Las piernas desnudas, peludas, de un hombre sentado en
un sillón. Un tirón de pelo que hace saltar un aro, que hace
doler el lóbulo. Sonidos de cubiertos en un restaurante, luz
de velas, una mujer ríe. Un hombre, en la cancha, se aga-
rra la entrepierna con una mano y con la otra señala a la
policía. Un viento le levanta la falda a una chica que ni se
inmuta. Y en el medio, con apariciones fantasmales, la cara
de Virgilio, la piel fina como un papel de calcar, el abrazo, la
boca recta como un guión. Así hasta el éxtasis.
No sé si estaba logrado el capítulo pero con la memoria
digo que sí. Era, de hecho, mi favorito. Cada vez que volvía
sobre el libro, siempre desde cero, mi objetivo principal era
llegar a ese capítulo de la historia de Teresa, que tenía como
escenario un mundo donde los muebles de las casas eran
un rejunte y las personas pasaban horas en salas de espera.

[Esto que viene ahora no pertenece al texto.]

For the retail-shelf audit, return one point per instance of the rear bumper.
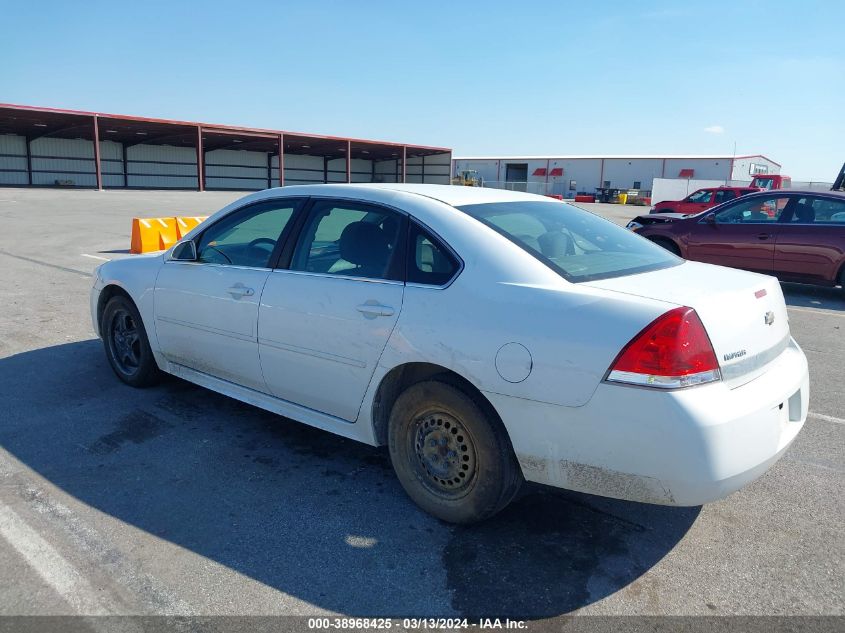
(684, 447)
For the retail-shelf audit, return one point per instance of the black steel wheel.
(446, 457)
(452, 456)
(125, 340)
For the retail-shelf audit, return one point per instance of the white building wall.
(745, 168)
(624, 172)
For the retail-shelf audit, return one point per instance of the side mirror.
(184, 252)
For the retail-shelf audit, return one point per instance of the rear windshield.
(577, 244)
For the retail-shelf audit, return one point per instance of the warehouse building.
(49, 147)
(570, 175)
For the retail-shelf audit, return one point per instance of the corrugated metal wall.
(236, 169)
(70, 162)
(387, 171)
(63, 161)
(161, 167)
(13, 160)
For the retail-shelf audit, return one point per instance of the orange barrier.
(158, 234)
(186, 224)
(152, 234)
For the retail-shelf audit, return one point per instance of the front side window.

Y con una road movie en el medio donde estos Bonnie and
Clyde, estos pacientes impacientes, después de hacer sus
anotaciones, de absorber el clima estético de la sala de es-
pera, van a decirles a las secretarias de los odontólogos que
se van, que no pueden esperar más, que su tiempo también
vale, que someter a alguien al aburrimiento es humillarlo.
Hay testigos en las salas de espera que también reaccionan,
que les dan la razón, pero se quedan, siempre se quedan.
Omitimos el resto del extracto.